公私とも活動範囲が狭まる中でも立ち寄る所があり、先日、筆者がそこの主と世間話をしているとひょっこり市議会議員の一人が現れ、議会や稚内市のこと、景気のこと等々話をした。
 普段何かとお世話になり、議員活動にも真摯な取り組みをしている市議さんの議会への危機感は強く議員の率先性を強調する一方、存在が朧げな議員がいる現状に苦言を呈していたが、当方「宜なるかな」と、訪問先の事務所の主と変に納得するものがあった。

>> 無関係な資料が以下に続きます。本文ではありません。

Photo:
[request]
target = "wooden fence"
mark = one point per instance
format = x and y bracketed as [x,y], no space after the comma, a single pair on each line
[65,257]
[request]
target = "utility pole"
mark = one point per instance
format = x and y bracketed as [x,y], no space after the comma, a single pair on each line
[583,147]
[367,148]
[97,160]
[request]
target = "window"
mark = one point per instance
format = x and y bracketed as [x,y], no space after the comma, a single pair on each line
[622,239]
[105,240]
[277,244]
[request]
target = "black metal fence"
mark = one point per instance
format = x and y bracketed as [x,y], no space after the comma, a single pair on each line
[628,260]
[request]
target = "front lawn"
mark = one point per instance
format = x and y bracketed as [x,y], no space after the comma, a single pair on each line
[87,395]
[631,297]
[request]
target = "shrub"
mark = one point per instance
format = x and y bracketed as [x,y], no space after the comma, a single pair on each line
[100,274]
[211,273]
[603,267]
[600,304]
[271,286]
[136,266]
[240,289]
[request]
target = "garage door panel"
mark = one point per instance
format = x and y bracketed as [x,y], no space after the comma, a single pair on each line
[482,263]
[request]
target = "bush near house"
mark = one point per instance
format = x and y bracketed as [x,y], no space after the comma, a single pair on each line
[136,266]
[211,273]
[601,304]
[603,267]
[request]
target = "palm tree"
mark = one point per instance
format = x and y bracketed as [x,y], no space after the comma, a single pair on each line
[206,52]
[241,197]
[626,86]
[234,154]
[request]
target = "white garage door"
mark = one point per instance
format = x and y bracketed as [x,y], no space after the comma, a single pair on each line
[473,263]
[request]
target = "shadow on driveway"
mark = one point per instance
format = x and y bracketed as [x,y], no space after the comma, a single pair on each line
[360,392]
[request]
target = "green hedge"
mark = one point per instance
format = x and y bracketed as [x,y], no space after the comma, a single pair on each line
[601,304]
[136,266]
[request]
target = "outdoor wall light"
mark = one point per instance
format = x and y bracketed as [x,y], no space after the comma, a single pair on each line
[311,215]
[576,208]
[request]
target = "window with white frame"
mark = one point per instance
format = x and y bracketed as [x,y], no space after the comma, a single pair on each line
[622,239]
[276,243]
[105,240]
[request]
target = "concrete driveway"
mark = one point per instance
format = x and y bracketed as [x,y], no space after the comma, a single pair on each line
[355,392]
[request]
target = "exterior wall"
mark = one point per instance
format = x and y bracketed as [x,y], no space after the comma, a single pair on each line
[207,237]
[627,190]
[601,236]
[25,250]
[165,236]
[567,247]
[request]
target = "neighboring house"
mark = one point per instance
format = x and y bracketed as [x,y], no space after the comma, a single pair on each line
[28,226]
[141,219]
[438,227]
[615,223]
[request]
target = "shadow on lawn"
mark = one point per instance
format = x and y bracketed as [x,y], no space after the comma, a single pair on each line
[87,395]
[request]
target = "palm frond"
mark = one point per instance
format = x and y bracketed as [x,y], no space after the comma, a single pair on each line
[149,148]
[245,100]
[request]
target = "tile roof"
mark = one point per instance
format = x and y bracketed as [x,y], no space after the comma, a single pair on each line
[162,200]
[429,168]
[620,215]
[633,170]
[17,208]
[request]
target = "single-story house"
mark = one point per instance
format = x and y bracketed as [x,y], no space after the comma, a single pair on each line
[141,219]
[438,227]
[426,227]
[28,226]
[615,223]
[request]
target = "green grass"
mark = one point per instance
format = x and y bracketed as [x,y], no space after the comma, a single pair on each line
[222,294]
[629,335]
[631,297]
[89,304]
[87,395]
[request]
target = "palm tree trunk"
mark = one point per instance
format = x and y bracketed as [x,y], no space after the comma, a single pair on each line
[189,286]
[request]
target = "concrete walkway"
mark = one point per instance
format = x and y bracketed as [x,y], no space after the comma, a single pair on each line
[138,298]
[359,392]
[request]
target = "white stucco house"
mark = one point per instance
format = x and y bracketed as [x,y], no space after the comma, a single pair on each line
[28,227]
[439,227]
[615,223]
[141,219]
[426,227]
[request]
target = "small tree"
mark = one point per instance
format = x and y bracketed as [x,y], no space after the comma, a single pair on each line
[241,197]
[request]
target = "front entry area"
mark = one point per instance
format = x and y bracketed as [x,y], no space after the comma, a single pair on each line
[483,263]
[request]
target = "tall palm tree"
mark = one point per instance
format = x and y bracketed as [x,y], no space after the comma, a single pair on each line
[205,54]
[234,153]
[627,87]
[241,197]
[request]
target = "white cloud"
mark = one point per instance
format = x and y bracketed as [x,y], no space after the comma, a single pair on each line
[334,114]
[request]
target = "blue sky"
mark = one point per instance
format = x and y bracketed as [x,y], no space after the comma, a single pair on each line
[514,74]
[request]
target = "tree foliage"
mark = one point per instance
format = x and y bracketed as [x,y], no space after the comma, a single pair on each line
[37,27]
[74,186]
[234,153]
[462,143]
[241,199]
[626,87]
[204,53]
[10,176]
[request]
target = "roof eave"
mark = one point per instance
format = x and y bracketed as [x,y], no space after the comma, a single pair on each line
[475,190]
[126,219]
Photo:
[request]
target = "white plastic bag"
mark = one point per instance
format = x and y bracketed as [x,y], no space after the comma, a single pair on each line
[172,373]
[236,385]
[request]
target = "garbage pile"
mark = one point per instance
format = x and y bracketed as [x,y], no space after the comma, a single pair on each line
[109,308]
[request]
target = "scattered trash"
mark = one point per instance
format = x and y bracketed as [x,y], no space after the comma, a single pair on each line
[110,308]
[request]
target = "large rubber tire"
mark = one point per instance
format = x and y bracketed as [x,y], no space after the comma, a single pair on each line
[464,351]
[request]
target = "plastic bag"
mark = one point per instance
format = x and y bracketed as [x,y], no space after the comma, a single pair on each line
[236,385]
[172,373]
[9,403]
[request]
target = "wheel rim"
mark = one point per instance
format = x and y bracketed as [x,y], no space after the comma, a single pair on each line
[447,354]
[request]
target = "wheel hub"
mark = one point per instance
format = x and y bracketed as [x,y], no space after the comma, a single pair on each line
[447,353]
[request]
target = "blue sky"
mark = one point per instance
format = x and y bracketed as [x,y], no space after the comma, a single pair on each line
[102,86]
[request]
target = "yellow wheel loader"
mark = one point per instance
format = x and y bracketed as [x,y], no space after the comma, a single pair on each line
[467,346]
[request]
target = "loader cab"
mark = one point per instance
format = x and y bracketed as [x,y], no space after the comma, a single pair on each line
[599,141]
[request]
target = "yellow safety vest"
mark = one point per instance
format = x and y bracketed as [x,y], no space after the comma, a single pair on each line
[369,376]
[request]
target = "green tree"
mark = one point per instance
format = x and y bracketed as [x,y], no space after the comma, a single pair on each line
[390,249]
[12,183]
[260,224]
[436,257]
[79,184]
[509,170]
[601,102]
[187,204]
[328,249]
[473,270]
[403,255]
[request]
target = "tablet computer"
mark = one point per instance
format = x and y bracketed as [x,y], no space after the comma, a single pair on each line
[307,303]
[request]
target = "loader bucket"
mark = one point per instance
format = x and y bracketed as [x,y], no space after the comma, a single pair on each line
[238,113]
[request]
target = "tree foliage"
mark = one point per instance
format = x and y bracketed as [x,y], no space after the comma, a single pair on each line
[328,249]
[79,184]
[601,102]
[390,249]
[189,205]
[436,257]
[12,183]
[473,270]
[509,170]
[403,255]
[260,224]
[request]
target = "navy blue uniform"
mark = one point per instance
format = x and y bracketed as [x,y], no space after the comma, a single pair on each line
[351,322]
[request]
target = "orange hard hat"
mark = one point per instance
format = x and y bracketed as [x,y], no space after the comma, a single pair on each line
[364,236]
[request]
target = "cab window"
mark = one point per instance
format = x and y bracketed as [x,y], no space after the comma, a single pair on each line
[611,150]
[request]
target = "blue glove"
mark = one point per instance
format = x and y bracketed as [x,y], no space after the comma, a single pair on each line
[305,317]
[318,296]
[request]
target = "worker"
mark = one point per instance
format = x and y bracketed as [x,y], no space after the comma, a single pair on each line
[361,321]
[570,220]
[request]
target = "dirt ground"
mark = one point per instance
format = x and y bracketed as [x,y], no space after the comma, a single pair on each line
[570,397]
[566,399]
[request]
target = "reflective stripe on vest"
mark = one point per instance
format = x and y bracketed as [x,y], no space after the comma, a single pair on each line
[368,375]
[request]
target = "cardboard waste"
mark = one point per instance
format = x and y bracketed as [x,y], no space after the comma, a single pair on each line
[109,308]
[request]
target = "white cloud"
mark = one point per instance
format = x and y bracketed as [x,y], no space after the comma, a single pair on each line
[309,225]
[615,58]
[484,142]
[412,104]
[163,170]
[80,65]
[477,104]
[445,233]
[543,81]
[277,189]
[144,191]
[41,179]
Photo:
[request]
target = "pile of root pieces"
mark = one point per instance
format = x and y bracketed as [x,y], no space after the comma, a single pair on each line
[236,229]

 定員18人から2人の欠員が生じている市議会と議員の在り方は。昔、議員というのは名誉職のようなところがあり経済界の重鎮が務めることが多かった。しかし経済界も名誉職に止まれるほど余裕はなく、そういうことでは二元代表制の一角を成す健全な姿になったと言えなくもないが、どうも個々の議員がその責任を放棄しているように思うのは筆者だけであるまい。
 一部の議員の一生懸命さが目に付くくらいの体たらくを受け議会不要論が公然と語られるのは情けない。
 議員年金が廃止され稚内市の場合、報酬(政務活動費含む)が高額とはいえない現状にあって改選ごとに定数削減が問題として浮上していてはモチベーションが下がるのも無理がないではないが、負託を受けたからには市民のため市長と渡り合うくらいの胆力が必要でないのか。
 葬儀の顧問を務めてもらうため市民はあなた方を選んでいない。議員になろうと決意した初心に還り議会がリーダーシップを取って導いていくのだという気骨を持ってほしい。